Re: [PATCHES] GiST: memory allocation, cleanup

2004-11-07 Thread Neil Conway
Tom Lane wrote:
I think you can assume that noplace else in the backend will invoke the
sk_func, period.
Great, thanks for the info.
- mark the array that indicates NULLs that is passed to
index_formtuple() as 'const', and fix the resulting fallout
I'm a bit dubious about this, mainly because you did not likewise
const-ify the other input arguments; it seems confusing to do a partial
const-ification.
Well, partial const-ification is the rule rather than the exception in 
the backend right now. I'll take a look at adding more const qualifiers, 
but I don't really see why partial const-ification is confusing.

The only thing I don't like about this is that it's not apparent that
the function would close the heap  index relations, so the calling code
will now look like it's leaking the relation references.  Maybe call it
IndexCloseAndUpdateStats or something like that?
Good point -- I'll make that change.
-Neil
---(end of broadcast)---
TIP 6: Have you searched our list archives?
  http://archives.postgresql.org


Re: [PATCHES] GiST: memory allocation, cleanup

2004-11-07 Thread Tom Lane
Neil Conway [EMAIL PROTECTED] writes:
 Tom Lane wrote:
 I'm a bit dubious about this, mainly because you did not likewise
 const-ify the other input arguments; it seems confusing to do a partial
 const-ification.

 Well, partial const-ification is the rule rather than the exception in 
 the backend right now. I'll take a look at adding more const qualifiers, 
 but I don't really see why partial const-ification is confusing.

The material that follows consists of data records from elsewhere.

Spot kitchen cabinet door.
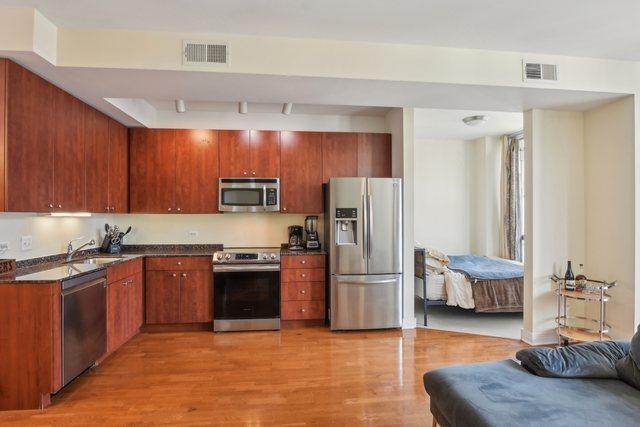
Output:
[53,88,85,212]
[249,130,280,178]
[358,133,391,178]
[322,132,358,183]
[280,132,323,213]
[84,105,110,213]
[107,279,130,352]
[129,128,176,213]
[176,129,219,213]
[180,270,213,323]
[219,130,251,178]
[127,272,144,337]
[145,271,180,324]
[108,118,129,213]
[5,61,56,212]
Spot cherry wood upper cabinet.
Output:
[280,132,323,213]
[175,130,219,213]
[219,130,251,178]
[322,132,358,183]
[0,60,55,212]
[53,87,86,212]
[84,105,110,212]
[249,130,280,178]
[358,133,391,178]
[129,128,176,213]
[107,118,129,213]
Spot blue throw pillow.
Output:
[516,341,629,378]
[616,325,640,390]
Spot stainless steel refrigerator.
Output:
[325,178,402,330]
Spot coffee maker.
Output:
[304,215,320,251]
[289,225,304,251]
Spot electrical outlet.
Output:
[20,236,33,251]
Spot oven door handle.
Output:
[213,264,280,273]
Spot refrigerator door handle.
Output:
[367,194,373,258]
[362,195,369,260]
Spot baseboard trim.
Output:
[520,328,558,345]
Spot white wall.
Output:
[386,108,419,328]
[414,137,502,256]
[522,110,585,344]
[0,213,111,260]
[584,97,639,339]
[414,140,475,255]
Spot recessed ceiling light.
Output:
[462,115,489,126]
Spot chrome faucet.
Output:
[67,236,96,262]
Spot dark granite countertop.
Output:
[0,244,222,284]
[280,243,327,256]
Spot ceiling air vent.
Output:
[182,41,229,65]
[522,61,558,82]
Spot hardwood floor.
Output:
[0,327,525,426]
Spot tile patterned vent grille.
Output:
[523,62,558,82]
[182,41,229,65]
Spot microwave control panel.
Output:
[267,188,278,206]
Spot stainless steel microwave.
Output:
[218,178,280,212]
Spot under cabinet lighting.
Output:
[49,212,91,217]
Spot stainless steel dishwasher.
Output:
[62,270,107,386]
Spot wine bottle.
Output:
[564,261,576,291]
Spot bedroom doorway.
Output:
[414,109,526,339]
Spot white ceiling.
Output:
[145,99,390,117]
[5,0,640,60]
[414,108,523,140]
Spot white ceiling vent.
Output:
[182,41,229,65]
[522,61,558,82]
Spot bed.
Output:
[414,248,524,326]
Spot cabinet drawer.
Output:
[280,255,324,268]
[280,268,324,283]
[147,257,211,271]
[282,282,324,301]
[107,258,142,283]
[281,301,324,320]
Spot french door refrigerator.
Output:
[325,178,402,330]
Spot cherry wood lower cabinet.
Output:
[107,260,143,353]
[145,257,213,324]
[280,255,326,320]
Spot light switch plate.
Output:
[20,236,33,251]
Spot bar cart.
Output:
[551,275,616,346]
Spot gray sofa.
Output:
[424,328,640,427]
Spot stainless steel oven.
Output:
[218,178,280,212]
[213,248,280,332]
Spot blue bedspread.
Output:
[447,255,524,280]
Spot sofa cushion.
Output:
[616,326,640,390]
[424,360,640,427]
[516,341,629,378]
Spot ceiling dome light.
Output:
[462,115,489,126]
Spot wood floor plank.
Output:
[0,326,524,426]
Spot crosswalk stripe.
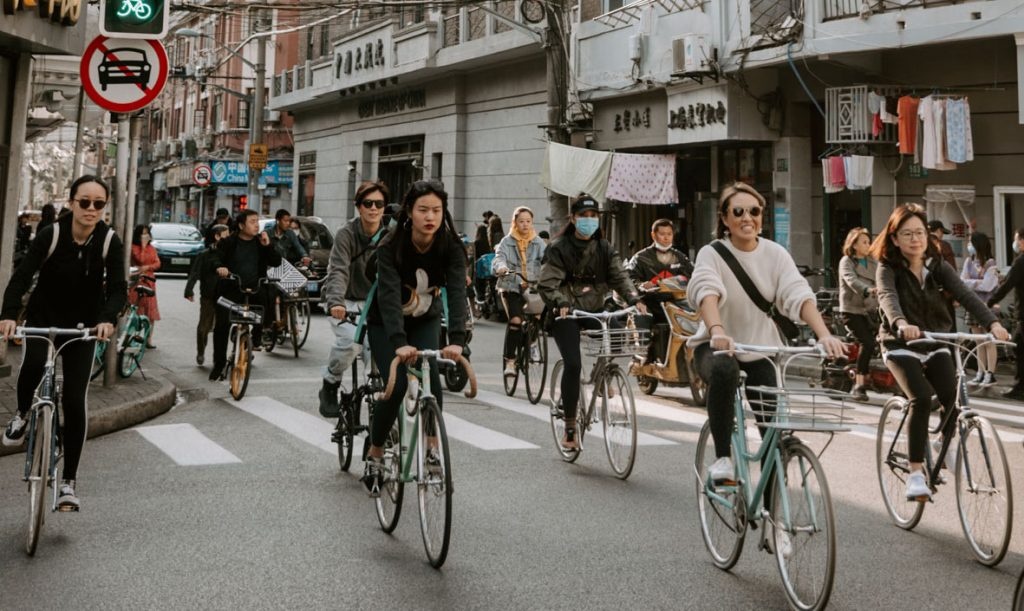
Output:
[135,424,242,466]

In this particular case I think it's confusing because the Datum and
nulls arrays are really two halves of a single data structure.
Const-ifying just one of them obscures that fact.  I'd be happy if you
marked both of them const.

regards, tom lane

---(end of broadcast)---
TIP 2: you can get off all lists at once with the unregister command
(send unregister YourEmailAddressHere to [EMAIL PROTECTED])


Re: [PATCHES] GiST: memory allocation, cleanup

2004-11-05 Thread Tom Lane
Neil Conway [EMAIL PROTECTED] writes:
 Attached is a patch that makes some cleanups and improvements to GiST,
 as well as a few semi-related cleanups. Changes:
 ...

 QUESTION: given a ScanKey for an index scan, GiST overwrites the
 ScanKey's sk_func to point to the user-defined Consistent method
 (gistrescan() in gistscan.c). When doing a GiST index scan we can ensure
 that the sk_func is invoked in a short-lived memory context
 (gistfindnext() in gistget.c). Is it safe to assume that anywhere else
 in the backend that invokes the ScanKey's sk_func, it is done in a
 short-lived memory context?

I think you can assume that noplace else in the backend will invoke the
sk_func, period.  If it did, it'd be passing the wrong parameters ---
the Consistent method doesn't take the same args as a plain indexable
operator would.

 - mark the array that indicates NULLs that is passed to
 index_formtuple() as 'const', and fix the resulting fallout

I'm a bit dubious about this, mainly because you did not likewise
const-ify the other input arguments; it seems confusing to do a partial
const-ification.

 - after doing an index build, there was previously a long comment and a
 few lines of code that used the # of index tuples and heap tuples
 (computed by the index build) to update the optimizer's statistics. This
 code was duplicated 4 times (once for each type of index); I added a
 function called IndexUpdateStats() in catalog/index.c and changed each
 index's build function to call that function.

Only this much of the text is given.